Met een nieuwe minister voor Volkshuisvesting komen er dit voorjaar veel nieuwe plannen op de corporaties af. 

Onder de noemer Nationale Woon- en Bouwagenda moeten nog veel zaken worden uitgewerkt. Wel is al duidelijk dat de plannen gevolgen zullen hebben voor het portefeuille- en assetmanagement van corporaties. 

In dit artikel neem ik je mee in de plannen die op de sector afkomen. 

Wil je je overigens verder verdiepen in portefeuille- en assetmanagement nieuwe stijl? Volg dan de leergang. Je leest er alles over op https://corporatiestrateeg.nl/leergang-portefeuille-en-assetmanagement/.


De maatschappelijke opgaven tot 2035

Eerst even terug naar 2020: toen onderzocht ABF Research de maatschappelijke opgaven en middelen van de corporatiesector voor de komende jaren. 

Daarbij is rekening gehouden met een maatschappelijke opgaven waarbij corporaties jaarlijks twee keer zoveel gaan investeren in verduurzaming als tot dan toe. Ook wordt rekening gehouden met een opgave van jaarlijks 1,5 tot 2 keer zoveel nieuwbouwwoningen.

Verder moet de corporatiesector rekening houden met de opgave op het gebied van betaalbaarheid. In Opgaven en Middelen is in 2020 uitgegaan van een huurontwikkeling van de inflatie + 0,2%. In 2021 was de huurontwikkeling echter 0 (huurbevriezing). En in 2022 zal de huurontwikkeling voor de sociale huursector maximaal op 2,3% liggen. 

Het is dus nog maar de vraag of een huurontwikkeling van inflatie + 0,2% in de komende jaren haalbaar is voor corporaties. Terwijl ze tegelijkertijd veel moeten gaan investeren.

De impact van het afschaffen van de verhuurderheffing

Van het rapport Opgaven en Middelen is in de afgelopen periode een vertaalslag gemaakt naar regionaal niveau.
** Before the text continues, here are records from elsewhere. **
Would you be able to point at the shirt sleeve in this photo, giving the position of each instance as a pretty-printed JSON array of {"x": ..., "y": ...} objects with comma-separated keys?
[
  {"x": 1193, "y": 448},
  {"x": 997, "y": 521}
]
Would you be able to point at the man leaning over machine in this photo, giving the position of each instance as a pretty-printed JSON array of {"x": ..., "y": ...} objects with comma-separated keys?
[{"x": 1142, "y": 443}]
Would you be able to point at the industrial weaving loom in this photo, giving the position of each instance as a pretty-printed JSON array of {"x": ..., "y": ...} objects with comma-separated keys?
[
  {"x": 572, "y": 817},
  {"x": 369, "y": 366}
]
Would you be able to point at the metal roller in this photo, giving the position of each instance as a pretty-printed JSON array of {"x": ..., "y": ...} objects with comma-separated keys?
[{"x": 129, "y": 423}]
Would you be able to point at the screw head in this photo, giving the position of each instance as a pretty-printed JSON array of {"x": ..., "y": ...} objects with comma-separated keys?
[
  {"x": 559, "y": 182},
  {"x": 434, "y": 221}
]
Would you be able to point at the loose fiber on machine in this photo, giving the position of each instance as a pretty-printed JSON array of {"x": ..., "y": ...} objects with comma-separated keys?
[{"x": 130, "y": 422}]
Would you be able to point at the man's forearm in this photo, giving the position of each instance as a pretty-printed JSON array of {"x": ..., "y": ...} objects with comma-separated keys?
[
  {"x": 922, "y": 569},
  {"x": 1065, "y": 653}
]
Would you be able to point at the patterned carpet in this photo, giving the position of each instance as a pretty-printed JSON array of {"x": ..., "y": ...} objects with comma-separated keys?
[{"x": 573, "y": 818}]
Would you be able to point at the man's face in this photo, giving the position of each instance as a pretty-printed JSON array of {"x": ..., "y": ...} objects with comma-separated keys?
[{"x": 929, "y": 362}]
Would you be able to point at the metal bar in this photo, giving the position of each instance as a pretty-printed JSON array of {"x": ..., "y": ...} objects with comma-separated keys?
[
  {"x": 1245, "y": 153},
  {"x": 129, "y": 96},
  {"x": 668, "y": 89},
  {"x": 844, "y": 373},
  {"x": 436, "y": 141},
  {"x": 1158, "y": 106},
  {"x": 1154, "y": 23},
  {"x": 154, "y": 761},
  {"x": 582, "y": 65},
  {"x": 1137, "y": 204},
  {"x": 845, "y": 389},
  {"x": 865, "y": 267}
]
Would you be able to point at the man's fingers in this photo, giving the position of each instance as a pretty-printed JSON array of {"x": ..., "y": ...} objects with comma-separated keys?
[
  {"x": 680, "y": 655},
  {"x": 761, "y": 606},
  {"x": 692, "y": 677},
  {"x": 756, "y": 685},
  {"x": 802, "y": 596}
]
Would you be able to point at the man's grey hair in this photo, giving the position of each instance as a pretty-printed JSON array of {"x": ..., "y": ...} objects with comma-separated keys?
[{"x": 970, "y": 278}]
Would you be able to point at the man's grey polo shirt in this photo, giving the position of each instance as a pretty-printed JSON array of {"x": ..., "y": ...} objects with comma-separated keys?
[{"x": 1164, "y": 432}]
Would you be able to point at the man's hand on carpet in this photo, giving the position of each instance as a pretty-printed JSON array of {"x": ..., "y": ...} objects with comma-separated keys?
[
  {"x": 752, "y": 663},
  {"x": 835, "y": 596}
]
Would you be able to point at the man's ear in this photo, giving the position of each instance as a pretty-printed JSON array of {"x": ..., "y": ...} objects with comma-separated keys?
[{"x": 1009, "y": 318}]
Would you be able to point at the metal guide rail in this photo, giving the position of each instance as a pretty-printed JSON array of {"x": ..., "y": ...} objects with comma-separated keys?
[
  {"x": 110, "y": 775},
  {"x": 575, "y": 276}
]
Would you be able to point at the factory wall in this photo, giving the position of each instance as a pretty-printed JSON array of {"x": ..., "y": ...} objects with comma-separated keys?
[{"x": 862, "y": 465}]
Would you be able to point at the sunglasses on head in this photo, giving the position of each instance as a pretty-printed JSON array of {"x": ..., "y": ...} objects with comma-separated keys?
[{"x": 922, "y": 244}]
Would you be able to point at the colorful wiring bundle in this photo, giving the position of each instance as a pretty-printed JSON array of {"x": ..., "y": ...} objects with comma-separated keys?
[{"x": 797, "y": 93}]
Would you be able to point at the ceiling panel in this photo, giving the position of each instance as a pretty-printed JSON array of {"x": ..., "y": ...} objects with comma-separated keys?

Zo wordt inzichtelijk gemaakt welke uitdagingen er per regio zijn. De inkt van die regionale uitwerkingen was echter nog niet droog of er werd besloten om de verhuurderheffing vanaf 2023 af te schaffen.

Vooruitlopend op de afschaffing in 2023 geldt in 2022 al een korting op de verhuurderheffing. In december 2021 zijn afspraken gemaakt over hoe corporaties de middelen die door de korting van 2022 vrijkomen gaan besteden.

Aedes heeft met het ministerie afgesproken om in ruil voor de korting het woningbezit sneller te verduurzamen, te verbeteren, en meer aan nieuwbouw te doen. Lees meer over deze afspraken op volkshuisvestingnederland.nl.

De Nationale Woon- en Bouwagenda

Komend voorjaar zullen nadere afspraken worden gemaakt over de inzet van de financiële middelen die vrijkomen door het volledig afschaffen van de verhuurderheffing per 2023.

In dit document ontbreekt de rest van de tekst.